With cheap hosting allowing multiple domains to be hosted for a few dollars a month, it can be relatively inexpensive to build up a stable of websites in different niches. Using a network of sites you can link to your key, money-earning sites to boost their performance in SERPs.

The biggest barrier to building up a network of (say 20) sites is time and effort. Each site will need content and for each site you will need to build external backlinks. The easiest type of site to create when building a network is a blog. On each blog you can post an article every day or two to build up the content to 50 or so posts. The blogs can then go into a maintenance cycle with a new post each week.

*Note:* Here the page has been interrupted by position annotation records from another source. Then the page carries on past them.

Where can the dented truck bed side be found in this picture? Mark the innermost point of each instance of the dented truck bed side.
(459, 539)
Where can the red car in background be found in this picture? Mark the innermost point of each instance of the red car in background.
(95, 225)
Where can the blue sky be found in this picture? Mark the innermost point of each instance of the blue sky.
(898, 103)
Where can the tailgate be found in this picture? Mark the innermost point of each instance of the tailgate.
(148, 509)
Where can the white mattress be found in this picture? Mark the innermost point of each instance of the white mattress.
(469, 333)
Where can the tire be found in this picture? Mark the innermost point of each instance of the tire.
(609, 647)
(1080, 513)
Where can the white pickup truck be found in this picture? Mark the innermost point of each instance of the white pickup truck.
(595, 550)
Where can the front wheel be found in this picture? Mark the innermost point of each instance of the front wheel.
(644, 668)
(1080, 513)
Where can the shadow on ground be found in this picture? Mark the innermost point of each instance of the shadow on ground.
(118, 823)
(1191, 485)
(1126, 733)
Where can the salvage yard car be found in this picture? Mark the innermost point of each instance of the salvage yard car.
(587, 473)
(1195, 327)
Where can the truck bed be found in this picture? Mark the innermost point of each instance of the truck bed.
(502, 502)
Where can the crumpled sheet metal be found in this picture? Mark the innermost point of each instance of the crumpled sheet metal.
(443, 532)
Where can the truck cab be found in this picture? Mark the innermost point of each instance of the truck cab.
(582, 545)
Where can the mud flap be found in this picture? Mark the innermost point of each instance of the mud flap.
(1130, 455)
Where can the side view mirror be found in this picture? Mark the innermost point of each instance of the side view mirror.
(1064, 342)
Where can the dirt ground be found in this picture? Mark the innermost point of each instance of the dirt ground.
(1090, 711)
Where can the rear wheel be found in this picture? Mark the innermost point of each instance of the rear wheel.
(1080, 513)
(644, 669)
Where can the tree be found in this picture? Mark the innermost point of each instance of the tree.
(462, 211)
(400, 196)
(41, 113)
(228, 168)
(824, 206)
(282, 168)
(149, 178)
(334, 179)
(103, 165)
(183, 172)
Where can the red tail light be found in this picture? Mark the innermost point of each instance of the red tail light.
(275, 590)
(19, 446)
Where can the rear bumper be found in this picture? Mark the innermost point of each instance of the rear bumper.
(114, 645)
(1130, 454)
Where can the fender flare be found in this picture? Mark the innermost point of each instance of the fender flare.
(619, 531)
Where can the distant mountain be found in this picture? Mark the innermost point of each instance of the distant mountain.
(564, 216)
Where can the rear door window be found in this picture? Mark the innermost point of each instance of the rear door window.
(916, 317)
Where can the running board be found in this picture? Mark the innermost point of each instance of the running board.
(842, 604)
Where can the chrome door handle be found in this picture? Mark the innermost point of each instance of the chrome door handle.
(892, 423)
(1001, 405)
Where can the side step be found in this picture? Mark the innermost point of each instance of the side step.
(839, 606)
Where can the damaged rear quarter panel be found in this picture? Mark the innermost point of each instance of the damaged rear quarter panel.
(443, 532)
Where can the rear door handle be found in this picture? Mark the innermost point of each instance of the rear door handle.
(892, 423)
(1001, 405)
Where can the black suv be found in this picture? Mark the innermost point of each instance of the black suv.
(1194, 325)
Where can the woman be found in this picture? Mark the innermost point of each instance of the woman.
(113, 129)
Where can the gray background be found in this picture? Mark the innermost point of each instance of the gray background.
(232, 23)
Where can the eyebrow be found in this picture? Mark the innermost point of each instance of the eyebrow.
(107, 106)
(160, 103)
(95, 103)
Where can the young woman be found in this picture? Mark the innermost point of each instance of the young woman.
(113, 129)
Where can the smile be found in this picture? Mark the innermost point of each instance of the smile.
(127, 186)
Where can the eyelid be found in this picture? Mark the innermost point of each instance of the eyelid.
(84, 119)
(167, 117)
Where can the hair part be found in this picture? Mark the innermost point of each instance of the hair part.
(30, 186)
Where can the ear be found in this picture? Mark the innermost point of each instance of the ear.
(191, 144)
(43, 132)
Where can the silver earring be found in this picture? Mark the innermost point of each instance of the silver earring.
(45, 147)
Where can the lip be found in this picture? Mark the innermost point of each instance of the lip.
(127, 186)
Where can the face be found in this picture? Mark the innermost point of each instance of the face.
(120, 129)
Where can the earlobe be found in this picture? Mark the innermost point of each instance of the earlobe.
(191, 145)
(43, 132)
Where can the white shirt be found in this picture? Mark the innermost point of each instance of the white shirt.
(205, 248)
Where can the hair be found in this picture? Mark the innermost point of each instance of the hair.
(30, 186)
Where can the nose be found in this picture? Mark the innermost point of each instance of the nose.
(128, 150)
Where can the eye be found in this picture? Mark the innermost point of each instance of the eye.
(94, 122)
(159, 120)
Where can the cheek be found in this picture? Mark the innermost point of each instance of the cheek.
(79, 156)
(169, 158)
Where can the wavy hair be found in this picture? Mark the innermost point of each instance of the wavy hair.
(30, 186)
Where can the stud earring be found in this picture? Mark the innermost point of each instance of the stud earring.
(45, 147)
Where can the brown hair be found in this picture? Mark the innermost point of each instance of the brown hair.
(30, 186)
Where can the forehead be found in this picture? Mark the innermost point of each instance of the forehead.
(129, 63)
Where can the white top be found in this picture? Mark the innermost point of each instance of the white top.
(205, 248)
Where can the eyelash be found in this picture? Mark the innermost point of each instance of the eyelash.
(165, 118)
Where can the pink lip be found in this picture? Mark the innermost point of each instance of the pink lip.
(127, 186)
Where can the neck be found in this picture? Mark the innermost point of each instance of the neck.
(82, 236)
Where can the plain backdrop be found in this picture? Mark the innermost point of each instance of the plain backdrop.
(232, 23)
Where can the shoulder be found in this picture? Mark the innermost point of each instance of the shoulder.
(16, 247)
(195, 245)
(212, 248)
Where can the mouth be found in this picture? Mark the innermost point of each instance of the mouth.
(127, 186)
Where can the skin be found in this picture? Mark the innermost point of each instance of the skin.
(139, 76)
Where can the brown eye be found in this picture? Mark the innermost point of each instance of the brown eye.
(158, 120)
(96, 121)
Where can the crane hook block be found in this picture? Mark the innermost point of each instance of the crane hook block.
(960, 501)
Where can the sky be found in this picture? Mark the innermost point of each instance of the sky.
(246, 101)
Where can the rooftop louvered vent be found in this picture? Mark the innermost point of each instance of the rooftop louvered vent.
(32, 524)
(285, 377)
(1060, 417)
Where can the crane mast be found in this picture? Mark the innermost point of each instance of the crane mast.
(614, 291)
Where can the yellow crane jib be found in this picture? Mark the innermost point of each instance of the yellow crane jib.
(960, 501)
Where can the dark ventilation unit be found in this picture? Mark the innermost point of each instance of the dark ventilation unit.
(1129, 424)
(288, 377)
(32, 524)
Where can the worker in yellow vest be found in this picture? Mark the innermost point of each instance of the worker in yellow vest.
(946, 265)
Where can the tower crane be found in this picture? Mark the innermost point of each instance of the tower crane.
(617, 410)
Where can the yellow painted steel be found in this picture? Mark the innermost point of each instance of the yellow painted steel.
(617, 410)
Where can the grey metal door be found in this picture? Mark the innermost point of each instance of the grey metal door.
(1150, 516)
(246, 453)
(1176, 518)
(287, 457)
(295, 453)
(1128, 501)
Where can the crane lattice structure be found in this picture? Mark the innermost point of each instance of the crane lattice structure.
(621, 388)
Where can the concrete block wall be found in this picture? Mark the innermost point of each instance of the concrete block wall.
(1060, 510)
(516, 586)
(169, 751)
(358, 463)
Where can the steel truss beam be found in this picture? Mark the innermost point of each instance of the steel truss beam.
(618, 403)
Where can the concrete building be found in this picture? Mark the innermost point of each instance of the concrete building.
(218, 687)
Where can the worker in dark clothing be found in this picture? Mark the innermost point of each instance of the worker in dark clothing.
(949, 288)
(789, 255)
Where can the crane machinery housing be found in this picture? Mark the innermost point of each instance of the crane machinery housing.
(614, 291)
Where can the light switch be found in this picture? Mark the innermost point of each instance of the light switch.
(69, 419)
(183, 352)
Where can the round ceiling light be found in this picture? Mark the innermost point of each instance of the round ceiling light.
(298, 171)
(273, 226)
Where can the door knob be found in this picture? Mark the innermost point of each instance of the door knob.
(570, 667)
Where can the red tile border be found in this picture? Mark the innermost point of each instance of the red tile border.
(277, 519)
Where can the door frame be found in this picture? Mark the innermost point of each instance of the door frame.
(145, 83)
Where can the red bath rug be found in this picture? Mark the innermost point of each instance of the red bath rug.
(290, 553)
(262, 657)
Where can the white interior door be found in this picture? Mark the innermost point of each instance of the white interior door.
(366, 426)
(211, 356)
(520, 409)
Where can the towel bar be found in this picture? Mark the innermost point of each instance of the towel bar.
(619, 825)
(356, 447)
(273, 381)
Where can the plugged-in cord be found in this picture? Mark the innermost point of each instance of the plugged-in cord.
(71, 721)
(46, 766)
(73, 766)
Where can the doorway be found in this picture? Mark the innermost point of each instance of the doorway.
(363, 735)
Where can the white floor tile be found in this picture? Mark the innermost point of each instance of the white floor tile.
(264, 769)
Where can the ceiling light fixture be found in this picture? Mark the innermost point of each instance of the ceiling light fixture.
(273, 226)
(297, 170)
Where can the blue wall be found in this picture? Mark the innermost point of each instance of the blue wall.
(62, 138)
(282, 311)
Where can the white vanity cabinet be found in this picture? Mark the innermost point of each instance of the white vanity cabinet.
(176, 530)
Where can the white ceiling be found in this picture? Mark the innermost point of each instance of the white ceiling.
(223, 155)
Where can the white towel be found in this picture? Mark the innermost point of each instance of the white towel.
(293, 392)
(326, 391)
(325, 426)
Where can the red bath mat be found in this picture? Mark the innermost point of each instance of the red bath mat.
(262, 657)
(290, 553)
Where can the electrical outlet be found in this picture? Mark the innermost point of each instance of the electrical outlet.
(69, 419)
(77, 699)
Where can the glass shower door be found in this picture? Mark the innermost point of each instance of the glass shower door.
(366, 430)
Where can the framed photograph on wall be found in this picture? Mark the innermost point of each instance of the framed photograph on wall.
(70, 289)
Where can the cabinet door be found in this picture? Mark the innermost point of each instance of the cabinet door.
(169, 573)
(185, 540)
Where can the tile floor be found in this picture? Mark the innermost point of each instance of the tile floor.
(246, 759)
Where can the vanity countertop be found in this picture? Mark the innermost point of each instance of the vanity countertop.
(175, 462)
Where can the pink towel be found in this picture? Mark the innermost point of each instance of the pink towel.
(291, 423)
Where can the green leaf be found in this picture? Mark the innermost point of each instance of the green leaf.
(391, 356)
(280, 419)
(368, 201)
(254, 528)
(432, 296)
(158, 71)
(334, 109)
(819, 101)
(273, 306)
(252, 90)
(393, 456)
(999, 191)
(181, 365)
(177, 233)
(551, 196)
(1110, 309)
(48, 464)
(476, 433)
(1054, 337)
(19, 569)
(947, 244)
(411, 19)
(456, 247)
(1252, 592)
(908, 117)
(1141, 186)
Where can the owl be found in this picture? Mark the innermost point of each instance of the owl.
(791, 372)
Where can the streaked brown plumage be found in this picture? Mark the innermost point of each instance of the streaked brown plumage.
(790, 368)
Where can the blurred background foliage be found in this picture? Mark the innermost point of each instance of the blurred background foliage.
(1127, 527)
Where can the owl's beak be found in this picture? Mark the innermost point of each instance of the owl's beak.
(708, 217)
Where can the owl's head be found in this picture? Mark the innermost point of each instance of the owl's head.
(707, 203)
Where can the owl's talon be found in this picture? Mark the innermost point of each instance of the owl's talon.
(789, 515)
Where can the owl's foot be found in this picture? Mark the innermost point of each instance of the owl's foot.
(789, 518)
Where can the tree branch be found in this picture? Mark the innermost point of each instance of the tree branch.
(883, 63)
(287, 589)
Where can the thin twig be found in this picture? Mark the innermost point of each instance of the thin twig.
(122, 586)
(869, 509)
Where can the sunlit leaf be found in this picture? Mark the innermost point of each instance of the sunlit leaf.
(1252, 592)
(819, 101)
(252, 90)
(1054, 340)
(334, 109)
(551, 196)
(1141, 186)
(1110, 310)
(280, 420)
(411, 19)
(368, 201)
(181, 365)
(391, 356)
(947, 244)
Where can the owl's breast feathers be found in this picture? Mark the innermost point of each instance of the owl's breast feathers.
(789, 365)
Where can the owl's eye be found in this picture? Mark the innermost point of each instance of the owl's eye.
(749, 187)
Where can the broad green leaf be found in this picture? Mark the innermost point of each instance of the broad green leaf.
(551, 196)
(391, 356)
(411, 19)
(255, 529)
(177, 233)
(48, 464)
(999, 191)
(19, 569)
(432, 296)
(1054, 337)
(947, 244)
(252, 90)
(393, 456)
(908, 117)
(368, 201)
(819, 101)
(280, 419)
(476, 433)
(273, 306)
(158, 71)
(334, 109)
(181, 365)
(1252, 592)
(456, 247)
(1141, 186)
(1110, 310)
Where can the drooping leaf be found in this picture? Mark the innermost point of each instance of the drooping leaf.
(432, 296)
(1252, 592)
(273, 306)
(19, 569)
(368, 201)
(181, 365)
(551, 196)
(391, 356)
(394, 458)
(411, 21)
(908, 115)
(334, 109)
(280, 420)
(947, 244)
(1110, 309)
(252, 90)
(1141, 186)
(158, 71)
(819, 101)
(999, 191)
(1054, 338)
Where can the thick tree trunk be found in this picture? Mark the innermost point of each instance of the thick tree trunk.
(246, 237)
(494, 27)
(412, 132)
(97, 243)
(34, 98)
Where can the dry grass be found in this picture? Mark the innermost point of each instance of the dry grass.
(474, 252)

Over at forums like DigitalPoint it’s possible to purchase articles to post on your blogs. The price of an article depends on whether it’s unique or already posted somewhere else on the internet. the content for your blogs needs to be unique to avoid getting hit by a Google duplicate content penalty. Unique articles might cost $10 each, but for the same money you can purchase PLR packages containing thousands of articles in a host of niches. If you buy PLR content, you’re going to need to reword/ rewrite the articles to make them unique. In fact, even if you think you are buying unique content it’s best to check the content really is unique using CopyScape before going live.

Two other problems arise when building a network of sites:-

  1. Can you interlink the sites?
  2. Do you need to hide the identity of the site owner?

The answer to point 1 is yes, interlink the sites where it makes sense, i.e. the blogs are on a similar theme. However, don’t do mass link exchanges between sites, e.g. in a network of 20 sites all sites linking to one another. See this Matt Cutts interview where he recommends interlinking no more than 10 sites.

The answer to point 2 is yes, of course. Interlinking too many sites by the same domain owner is a bad idea and may result in a penalty. Don’t rely on whois or nameguard protection to hide your identity, change the domain owner’s identity - ideally purchase the domains in different names. Change the owner ID before you even begin posting content or interlinking sites.